Sinds enkele dagen kijken we ’s ochtends uit naar het geburl van de koeien. Door het zachte weer mogen ze nog wat grazen tussen de fruitbomen achter ons huis.
Neen, ze loeien niet, ze burlen: uit volle borst brullen zoals edelherten dat doen om een lief te vinden of om afdwalende jongen de weg te wijzen naar de kudde. Trouwens, dat laatste doen de koeien ook. Dat wisten we al: Wanneer ze gekalfd hebben mogen ze na een poos terug naar de weide, zonder hun jongen. De eerste dagen zijn ze ontroostbaar en roepen uren aan een stuk. Awel,… zo burlen de koebeesten tijdens deze periode van het jaar,… rond de klok van zeven uur,… s’ ochtends. Een goeiemorgen!
Het is een fantastisch schouwspel want ze doen het schouder aan schouder en met volle overtuiging.
Neen, niet zoals dokwerkers tijdens een betoging maar eerder zoals een koor op de bühne. Ze burlen niet meer om hun jongen de weg te wijzen want dat zijn ondertussen kloeke beesten die al lang zonder hun moeke kunnen.
Wat bezielt beesten om in gelid en om ter schoonst te roepen: “Helabeuuhh,… Hier zijn weuhh,…”?
Ze kregen de laatste weken al extra veel aandacht want de appel- en perenoogst is achter de rug en de laatste sappige snoepjes zijn uitgedeeld.

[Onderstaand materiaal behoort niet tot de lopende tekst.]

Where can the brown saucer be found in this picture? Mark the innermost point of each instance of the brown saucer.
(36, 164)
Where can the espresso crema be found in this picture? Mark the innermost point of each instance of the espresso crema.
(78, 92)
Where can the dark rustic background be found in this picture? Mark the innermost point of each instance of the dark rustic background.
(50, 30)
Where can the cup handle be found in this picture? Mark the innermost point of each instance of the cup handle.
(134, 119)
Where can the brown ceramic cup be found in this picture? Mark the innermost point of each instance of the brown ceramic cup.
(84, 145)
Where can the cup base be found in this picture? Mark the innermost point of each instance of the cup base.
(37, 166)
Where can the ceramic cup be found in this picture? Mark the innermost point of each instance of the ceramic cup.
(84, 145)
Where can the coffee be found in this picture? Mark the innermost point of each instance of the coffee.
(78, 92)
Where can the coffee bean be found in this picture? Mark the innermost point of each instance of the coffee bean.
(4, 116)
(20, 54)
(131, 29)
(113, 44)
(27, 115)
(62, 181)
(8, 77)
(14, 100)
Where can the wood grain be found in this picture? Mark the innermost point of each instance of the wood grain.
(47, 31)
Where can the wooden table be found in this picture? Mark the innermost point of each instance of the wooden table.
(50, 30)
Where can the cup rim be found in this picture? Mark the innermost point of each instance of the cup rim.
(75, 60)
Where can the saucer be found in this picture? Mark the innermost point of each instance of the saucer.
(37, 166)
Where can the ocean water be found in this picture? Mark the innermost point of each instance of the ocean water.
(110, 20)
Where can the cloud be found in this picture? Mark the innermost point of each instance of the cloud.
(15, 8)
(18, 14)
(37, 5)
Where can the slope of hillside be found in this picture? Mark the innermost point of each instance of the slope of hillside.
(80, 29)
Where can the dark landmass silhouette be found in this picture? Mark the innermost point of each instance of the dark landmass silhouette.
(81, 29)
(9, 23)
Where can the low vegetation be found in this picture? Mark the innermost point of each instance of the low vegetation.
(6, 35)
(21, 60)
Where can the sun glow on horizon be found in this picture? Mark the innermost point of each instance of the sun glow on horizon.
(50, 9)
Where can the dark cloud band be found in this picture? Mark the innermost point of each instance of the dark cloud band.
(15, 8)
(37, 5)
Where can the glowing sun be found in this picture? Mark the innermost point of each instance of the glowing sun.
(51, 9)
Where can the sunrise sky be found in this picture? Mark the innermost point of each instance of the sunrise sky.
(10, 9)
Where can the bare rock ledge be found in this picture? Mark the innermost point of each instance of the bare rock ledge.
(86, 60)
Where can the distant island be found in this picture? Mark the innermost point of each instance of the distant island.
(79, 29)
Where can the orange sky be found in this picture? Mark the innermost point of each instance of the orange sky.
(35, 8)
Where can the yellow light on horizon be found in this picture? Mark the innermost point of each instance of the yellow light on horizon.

Misschien burlen de koeien omdat ze elke dag over het kopke worden gewreven door de buurman? Ofwel laten ze weten dat hun biologische klok zegt dat het tijd is om terug naar de warmte van de stal te keren, snakkend naar de hapjes die ze ’s winters voorgeschoteld krijgen.
Ten tijde van dit schrijven was het nog ideaal weer om uw stapschoenen aan te trekken en door onze Vlaamse Ardennen te wandelen.
Tja,… te laat nu. Het burlen-moment is achter de rug en u heeft de kans gemist om het schouwspel te beleven. Misschien volgend jaar? Maar kom gerust nog langs.
Er valt immers altijd wat te beleven in de streek waar De Beiaard het nieuws verdeelt.
Sjarel Klak
(Deze column verscheen al in 2015, toen nog in de papieren De Beiaard.)